Life has come full circle for Soman Chainani, who wanted to be a filmmaker, became a bestselling author instead, and now has a major Netflix movie based on his first novel.
The School for Good and Evil will be premiered on Netflix on October 19. The fantasy adventure, directed by Paul Feig, is about two friends who are kidnapped by a magician. The A-list cast includes Charlize Theron, Michelle Yeoh, Kerry Washington, Laurence Fishburne and Ben Kingsley.
Chainani’s novel, which was followed by five sequels, is the story “of a friendship between a girl who thinks she is beautiful and one who thinks of herself as ugly and the dynamic between them”, he told Scroll.in in an interview from his home in New York City. While many fairy tales revolve around helpless heroines saved by brave princes, Chainani wondered if he could subvert the narrative.
“I decided to have a girl who knows she is beautiful and she wants a prince,” he said. “She wants the happy ending because she looks like a Disney princess and deserves it. Whereas in the original fairy tales girls cannot own their power, but the men can. If you are a woman who owns her own power, then you are the witch. So I am asking, what makes a good woman? I don’t think fairy tales ask that question in a good way.”

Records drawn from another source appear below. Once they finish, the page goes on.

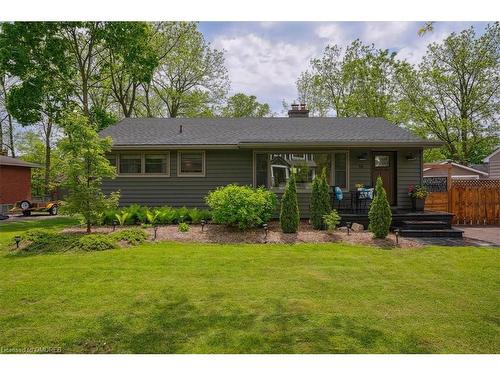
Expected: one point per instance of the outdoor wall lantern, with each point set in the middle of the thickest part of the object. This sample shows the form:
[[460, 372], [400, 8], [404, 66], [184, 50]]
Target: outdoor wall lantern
[[348, 225], [363, 156], [410, 156]]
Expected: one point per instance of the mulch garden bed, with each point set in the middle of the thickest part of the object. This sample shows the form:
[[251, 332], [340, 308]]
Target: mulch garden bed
[[213, 233]]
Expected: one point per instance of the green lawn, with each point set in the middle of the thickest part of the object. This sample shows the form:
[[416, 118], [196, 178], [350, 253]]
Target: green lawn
[[200, 298]]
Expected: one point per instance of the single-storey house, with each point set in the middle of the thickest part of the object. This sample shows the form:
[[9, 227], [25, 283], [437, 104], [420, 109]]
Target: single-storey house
[[177, 161], [15, 181], [456, 170]]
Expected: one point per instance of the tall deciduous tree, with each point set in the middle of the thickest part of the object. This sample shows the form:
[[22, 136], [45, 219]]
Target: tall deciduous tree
[[130, 59], [453, 95], [192, 78], [357, 81], [36, 54], [241, 105], [85, 168]]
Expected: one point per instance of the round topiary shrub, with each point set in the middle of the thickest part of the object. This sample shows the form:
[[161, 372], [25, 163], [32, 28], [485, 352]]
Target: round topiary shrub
[[241, 206], [289, 215], [380, 214], [95, 242]]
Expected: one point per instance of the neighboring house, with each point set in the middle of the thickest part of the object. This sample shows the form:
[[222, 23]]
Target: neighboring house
[[15, 180], [177, 161], [493, 163], [457, 171]]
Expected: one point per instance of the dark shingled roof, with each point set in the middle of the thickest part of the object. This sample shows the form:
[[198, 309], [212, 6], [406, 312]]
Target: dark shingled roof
[[6, 160], [253, 131]]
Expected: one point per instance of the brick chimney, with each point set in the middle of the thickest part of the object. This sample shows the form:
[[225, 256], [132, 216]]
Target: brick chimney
[[298, 110]]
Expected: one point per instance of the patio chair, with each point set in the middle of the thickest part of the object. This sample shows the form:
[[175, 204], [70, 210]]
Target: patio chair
[[365, 197]]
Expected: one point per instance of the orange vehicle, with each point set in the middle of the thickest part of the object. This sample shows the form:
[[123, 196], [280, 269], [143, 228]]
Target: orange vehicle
[[26, 207]]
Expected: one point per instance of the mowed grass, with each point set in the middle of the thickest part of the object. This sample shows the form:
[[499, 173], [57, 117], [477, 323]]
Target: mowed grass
[[203, 298]]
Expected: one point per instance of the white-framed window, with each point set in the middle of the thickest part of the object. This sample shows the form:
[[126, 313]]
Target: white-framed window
[[112, 159], [130, 164], [156, 164], [191, 163], [144, 164]]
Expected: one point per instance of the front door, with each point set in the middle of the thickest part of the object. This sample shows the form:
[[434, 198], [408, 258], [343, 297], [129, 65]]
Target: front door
[[383, 165]]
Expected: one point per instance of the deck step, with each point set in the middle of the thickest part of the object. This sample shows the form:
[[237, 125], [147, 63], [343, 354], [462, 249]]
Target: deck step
[[450, 233], [425, 224]]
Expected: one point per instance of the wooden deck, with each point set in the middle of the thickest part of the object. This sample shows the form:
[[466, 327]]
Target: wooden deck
[[398, 216]]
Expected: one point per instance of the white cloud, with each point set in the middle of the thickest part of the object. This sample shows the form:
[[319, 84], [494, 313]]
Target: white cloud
[[385, 34], [265, 68], [333, 32]]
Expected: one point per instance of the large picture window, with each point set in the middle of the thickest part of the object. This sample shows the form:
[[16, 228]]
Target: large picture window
[[274, 169], [191, 163]]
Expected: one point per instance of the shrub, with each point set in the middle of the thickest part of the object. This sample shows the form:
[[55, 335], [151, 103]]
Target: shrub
[[133, 236], [380, 214], [183, 227], [46, 241], [182, 215], [320, 200], [241, 206], [122, 217], [166, 215], [331, 220], [289, 215], [95, 242], [194, 215]]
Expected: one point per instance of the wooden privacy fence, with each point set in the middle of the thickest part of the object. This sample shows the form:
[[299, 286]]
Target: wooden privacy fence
[[472, 201], [475, 201]]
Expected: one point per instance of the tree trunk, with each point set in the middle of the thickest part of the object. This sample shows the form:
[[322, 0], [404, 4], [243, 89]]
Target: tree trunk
[[11, 135], [48, 133]]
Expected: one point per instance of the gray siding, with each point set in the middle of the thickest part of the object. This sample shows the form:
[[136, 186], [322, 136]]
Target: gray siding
[[409, 172], [222, 167], [236, 166], [360, 170], [494, 166]]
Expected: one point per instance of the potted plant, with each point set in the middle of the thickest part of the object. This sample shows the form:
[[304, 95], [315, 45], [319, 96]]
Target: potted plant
[[417, 193]]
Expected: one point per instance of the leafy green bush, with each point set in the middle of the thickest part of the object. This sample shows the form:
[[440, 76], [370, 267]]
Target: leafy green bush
[[46, 241], [380, 214], [95, 242], [241, 206], [183, 227], [182, 215], [166, 215], [133, 236], [122, 217], [289, 215], [331, 220], [320, 200]]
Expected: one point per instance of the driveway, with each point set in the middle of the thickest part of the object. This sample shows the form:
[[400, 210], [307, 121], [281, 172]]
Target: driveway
[[483, 233], [35, 217]]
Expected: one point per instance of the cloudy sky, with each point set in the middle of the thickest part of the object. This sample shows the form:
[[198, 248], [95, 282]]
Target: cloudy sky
[[265, 58]]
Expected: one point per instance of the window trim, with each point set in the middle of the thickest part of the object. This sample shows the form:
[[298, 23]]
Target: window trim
[[332, 153], [190, 174], [143, 164]]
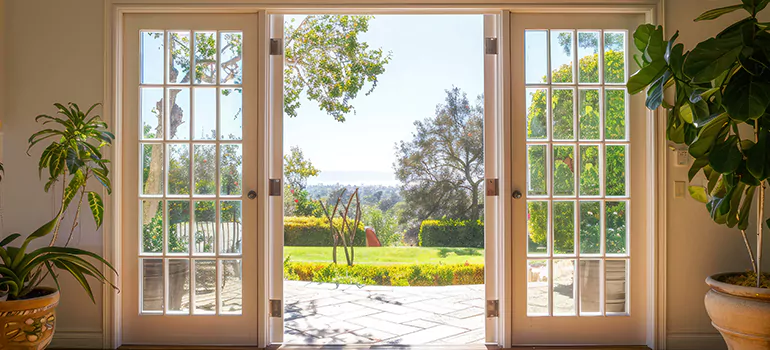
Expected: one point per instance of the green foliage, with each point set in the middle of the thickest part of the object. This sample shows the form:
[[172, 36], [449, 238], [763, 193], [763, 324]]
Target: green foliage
[[386, 275], [325, 59], [721, 87], [452, 233], [304, 231], [385, 224]]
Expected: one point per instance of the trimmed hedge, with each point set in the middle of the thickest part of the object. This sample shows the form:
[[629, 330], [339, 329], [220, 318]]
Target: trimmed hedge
[[452, 233], [386, 275], [308, 231]]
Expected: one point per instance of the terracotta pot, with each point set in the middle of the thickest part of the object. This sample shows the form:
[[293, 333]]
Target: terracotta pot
[[29, 323], [741, 314]]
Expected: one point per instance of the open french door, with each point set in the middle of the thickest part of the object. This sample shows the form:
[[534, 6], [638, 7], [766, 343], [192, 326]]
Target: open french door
[[578, 222], [190, 217]]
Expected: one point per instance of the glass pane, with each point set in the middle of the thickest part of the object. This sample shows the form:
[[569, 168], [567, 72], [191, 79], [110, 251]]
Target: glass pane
[[205, 169], [152, 168], [590, 286], [231, 114], [615, 114], [230, 291], [178, 285], [152, 284], [564, 287], [178, 226], [537, 120], [537, 165], [205, 226], [231, 57], [230, 160], [564, 227], [179, 57], [537, 227], [590, 227], [179, 114], [616, 227], [561, 56], [614, 57], [616, 170], [231, 232], [589, 170], [563, 110], [588, 57], [615, 273], [536, 56], [178, 169], [205, 57], [205, 286], [563, 170], [205, 114], [152, 57], [152, 113], [588, 108], [537, 287], [152, 226]]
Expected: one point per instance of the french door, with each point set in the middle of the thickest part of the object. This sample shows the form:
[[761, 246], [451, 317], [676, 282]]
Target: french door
[[579, 247], [190, 216]]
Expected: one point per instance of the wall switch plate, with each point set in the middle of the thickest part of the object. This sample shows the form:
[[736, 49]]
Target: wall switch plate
[[679, 189], [682, 157]]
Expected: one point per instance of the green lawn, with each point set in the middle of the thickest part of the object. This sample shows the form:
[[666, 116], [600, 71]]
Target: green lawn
[[389, 255]]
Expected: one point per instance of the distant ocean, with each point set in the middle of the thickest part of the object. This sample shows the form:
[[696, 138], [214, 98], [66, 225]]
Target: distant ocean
[[354, 178]]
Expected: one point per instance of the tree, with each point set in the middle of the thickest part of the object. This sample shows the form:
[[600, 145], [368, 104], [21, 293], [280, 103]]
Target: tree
[[442, 168], [297, 169], [563, 164]]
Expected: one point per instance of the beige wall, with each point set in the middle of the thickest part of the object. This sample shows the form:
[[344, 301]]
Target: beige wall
[[53, 52]]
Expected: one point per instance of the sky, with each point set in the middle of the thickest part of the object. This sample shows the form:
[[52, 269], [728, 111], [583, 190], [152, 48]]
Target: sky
[[430, 53]]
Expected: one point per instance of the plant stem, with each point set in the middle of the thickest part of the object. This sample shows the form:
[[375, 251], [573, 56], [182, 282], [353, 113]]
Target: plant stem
[[748, 248]]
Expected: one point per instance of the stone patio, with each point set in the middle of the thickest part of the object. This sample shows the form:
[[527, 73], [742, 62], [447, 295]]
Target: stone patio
[[326, 313]]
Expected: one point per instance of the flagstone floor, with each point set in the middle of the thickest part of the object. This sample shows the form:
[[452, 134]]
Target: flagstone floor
[[326, 313]]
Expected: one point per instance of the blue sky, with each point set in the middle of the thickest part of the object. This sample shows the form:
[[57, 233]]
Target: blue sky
[[431, 53]]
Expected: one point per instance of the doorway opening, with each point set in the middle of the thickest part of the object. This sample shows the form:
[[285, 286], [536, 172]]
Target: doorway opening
[[383, 144]]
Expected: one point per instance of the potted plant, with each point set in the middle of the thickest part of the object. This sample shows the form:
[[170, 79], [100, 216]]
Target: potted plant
[[720, 114], [73, 158]]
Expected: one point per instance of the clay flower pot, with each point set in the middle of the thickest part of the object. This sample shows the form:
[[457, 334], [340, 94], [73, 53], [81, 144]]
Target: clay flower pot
[[29, 323], [741, 314]]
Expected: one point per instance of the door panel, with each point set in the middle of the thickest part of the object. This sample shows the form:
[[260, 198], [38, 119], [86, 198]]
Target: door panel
[[579, 261], [189, 230]]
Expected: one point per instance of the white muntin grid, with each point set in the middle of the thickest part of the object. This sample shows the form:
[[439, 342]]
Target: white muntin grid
[[549, 144], [191, 258]]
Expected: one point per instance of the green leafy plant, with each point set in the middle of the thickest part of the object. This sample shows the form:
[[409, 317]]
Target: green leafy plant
[[73, 157], [720, 111]]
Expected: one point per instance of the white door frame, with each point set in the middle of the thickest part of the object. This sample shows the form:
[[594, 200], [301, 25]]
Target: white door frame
[[114, 11]]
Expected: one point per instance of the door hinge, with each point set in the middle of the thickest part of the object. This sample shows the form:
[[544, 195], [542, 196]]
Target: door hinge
[[492, 187], [276, 309], [493, 308], [275, 187], [276, 47], [490, 46]]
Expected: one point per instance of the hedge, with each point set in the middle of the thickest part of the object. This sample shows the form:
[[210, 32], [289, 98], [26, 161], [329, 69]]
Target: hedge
[[386, 275], [308, 231], [452, 233]]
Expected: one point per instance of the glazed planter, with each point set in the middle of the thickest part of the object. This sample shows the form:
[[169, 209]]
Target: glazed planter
[[740, 314], [29, 323]]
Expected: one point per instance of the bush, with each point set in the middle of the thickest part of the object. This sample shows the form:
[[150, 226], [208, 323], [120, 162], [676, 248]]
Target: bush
[[385, 275], [308, 231], [452, 233]]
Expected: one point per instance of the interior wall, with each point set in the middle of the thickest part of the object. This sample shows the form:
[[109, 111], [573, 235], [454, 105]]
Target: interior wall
[[53, 51]]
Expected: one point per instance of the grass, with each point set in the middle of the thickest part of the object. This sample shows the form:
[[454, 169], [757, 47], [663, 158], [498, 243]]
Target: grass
[[389, 255]]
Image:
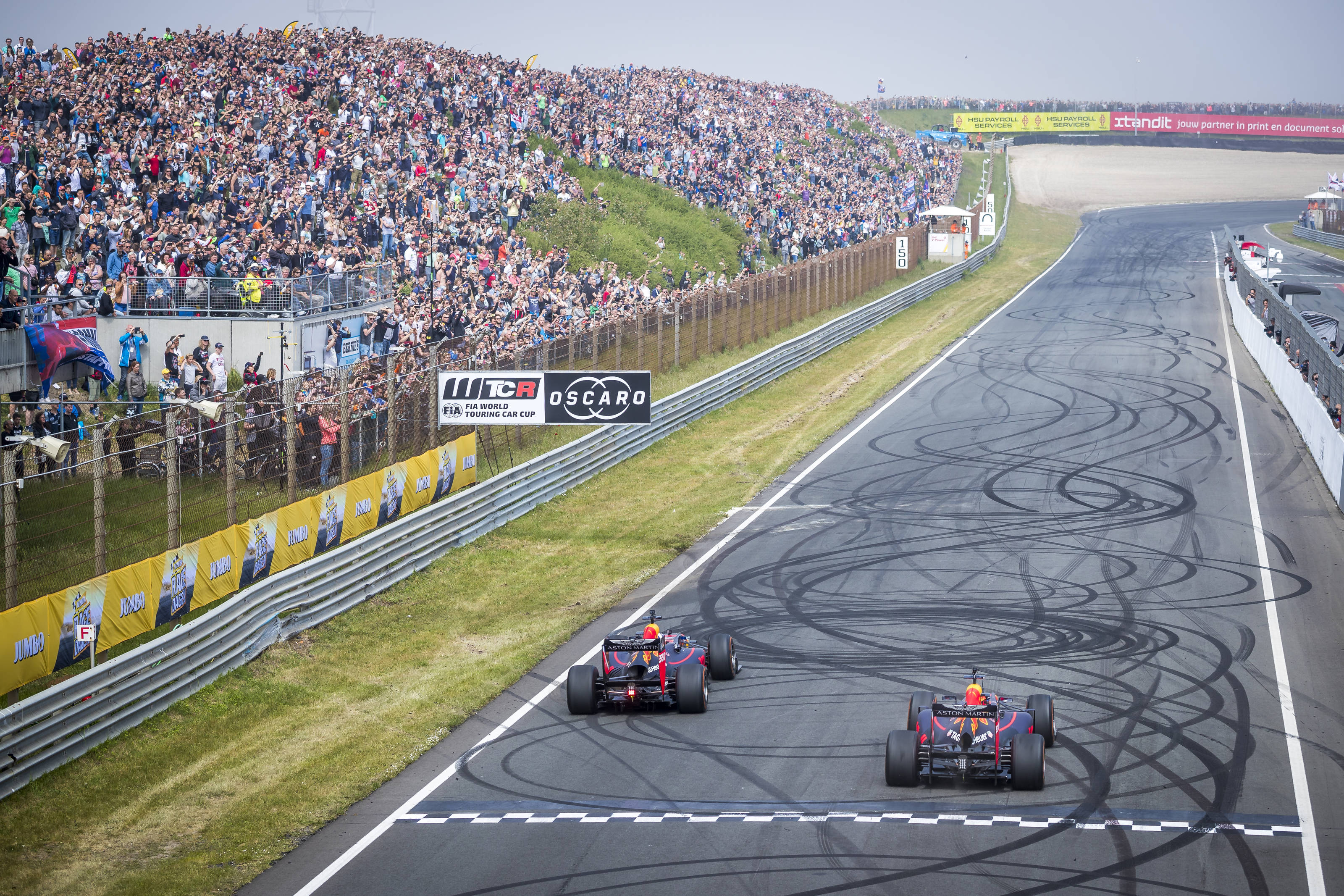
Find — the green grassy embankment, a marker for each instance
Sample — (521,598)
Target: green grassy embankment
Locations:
(638,213)
(916,120)
(1285,233)
(205,796)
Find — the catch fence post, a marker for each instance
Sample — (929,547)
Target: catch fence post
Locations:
(391,409)
(433,394)
(291,440)
(174,481)
(100,504)
(639,338)
(11,530)
(343,434)
(230,475)
(677,335)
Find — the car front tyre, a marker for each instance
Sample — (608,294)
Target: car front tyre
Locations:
(581,691)
(724,659)
(1029,762)
(1042,707)
(902,759)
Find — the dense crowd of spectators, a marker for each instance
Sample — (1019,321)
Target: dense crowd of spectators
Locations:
(195,159)
(1291,109)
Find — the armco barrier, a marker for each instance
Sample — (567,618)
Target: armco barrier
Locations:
(1319,434)
(1289,321)
(61,723)
(1319,236)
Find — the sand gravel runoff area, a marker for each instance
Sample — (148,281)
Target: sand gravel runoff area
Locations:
(1079,179)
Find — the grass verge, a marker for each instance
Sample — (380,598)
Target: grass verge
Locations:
(916,120)
(205,796)
(1285,233)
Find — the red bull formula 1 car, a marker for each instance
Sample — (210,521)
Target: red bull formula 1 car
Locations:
(652,671)
(978,738)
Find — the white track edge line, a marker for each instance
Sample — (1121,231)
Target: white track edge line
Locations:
(344,859)
(1296,764)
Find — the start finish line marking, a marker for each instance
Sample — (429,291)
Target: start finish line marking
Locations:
(894,817)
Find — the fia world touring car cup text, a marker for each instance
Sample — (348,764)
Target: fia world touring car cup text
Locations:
(565,398)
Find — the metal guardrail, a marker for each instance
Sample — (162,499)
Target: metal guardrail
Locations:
(1319,236)
(64,722)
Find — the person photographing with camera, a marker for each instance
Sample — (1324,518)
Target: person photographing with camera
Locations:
(131,343)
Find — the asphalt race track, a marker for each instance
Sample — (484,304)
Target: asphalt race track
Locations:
(1061,502)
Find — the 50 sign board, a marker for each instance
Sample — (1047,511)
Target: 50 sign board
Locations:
(565,398)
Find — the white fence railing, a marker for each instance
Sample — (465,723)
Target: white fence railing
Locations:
(64,722)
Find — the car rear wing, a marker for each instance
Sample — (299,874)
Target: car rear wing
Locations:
(632,645)
(944,711)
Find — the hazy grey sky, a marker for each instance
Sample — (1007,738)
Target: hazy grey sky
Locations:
(1197,52)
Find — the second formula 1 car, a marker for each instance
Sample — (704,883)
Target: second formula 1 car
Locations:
(652,671)
(980,737)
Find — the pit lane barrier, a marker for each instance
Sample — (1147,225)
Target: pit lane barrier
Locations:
(1307,412)
(1319,236)
(66,720)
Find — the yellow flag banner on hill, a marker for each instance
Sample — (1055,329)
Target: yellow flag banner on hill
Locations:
(131,602)
(421,472)
(1019,121)
(162,590)
(362,497)
(79,606)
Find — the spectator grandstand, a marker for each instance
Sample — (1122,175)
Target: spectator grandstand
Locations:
(139,170)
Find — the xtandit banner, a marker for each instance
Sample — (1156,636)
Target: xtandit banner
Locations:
(559,398)
(1231,126)
(1019,121)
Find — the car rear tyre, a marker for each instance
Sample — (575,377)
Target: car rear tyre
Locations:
(902,759)
(1043,710)
(917,699)
(1029,762)
(724,657)
(581,691)
(693,690)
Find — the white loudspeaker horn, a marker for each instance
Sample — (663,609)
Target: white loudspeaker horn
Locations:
(214,410)
(53,448)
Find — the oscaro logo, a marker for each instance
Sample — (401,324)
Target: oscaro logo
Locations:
(597,398)
(30,646)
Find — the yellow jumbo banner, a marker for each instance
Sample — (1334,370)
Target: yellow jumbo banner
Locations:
(32,637)
(163,590)
(992,123)
(131,602)
(220,562)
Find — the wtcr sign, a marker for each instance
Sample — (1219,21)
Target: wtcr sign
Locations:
(557,398)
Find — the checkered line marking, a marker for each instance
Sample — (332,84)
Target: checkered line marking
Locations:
(897,817)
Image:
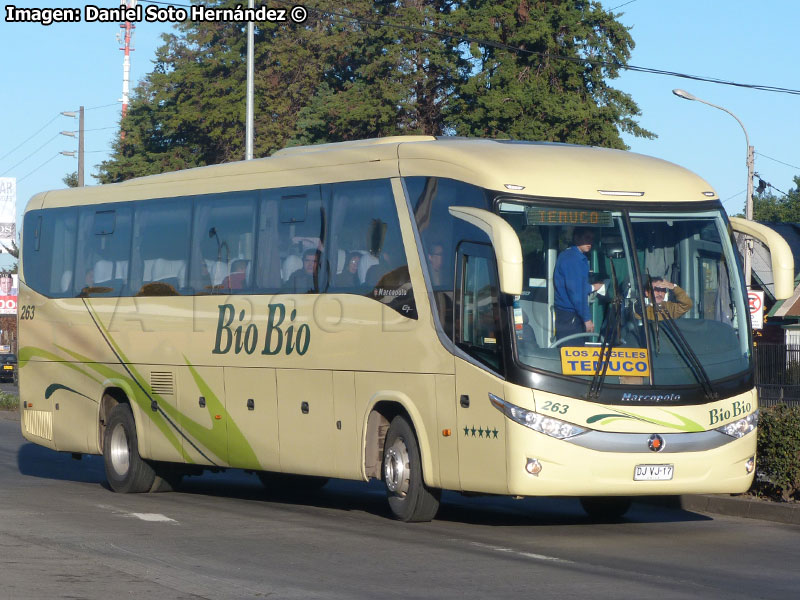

Chainani’s obsession with fairy tales dates back to his childhood. The 43-year-old writer grew up in Key Biscane in Miami in the United States. While studying English literature at Harvard University, his senior thesis was ‘The reinvention of wicked women as fairy-tale villains’. Among his concerns was the poor representation of non-white characters in fairy tales.
“We are raised on fairy tales but us Indian kinds never see ourselves in those stories,” Chainani observed. “We always feel on the outside. I grew up in an era where you couldn’t be out of the closet, there were no role models, and at the same time I was from the only non-white family in Key Biscayne. Revisiting those fairy tales, I started to see the hole in the theme and as I started coming up with the idea of the book, I realised that at its core it is a critique of Disney ideas of good and evil. So all the outcasts and all those people that traditionally society demonises are ultimately the heroes of my books. The more conventional, good-looking types tend to be the ones who are grey.”
Chainani’s most recent book, Beasts and Beauty: Dangerous Tales (2021), is being developed into a web series. In the book, Chainani reinvents such classics as Snow White and Cinderella to explore anxiety, the fear of abandonment, loneliness, self-worth and non-maternal love.
He hopes to direct one of the show’s episodes – the fulfilment of a dream that saw him enrol for a direction course at Columbia Film School.
“My dream was to become a film director,” Chainani said. “I even worked with Mira Nair when I was around 23 and then went to film school.”
After his first script was rejected by a prominent Mumbai studio, he returned to America. He began tutoring Scholastic Assessment Test students by night while developing fantasy fiction by day.
“One day, I had this idea for The School for Good and Evil, and in that moment I realised that for the first time I had an idea for something bigger than a single movie,” Chainani said. “Ultimately I got into writing the books for the love of the control, for the love for what was on the page, but also the enjoyment of interacting with fans.”
What was it like seeing his novel being brought to life by someone else? Chainani admits that it was difficult at first.
“Good and Evil was first sold to Universal in 2013 but it got off track pretty quickly and I felt the horror of watching something go so awry,” he recalled. “I really had to throw my weight around and say, you can’t do that to the fans. Slowly the script got back on track and reached Netflix. Director Paul Feig was now free to do what he wanted because at least the heart of the script, in relation to the book, is in the right place.”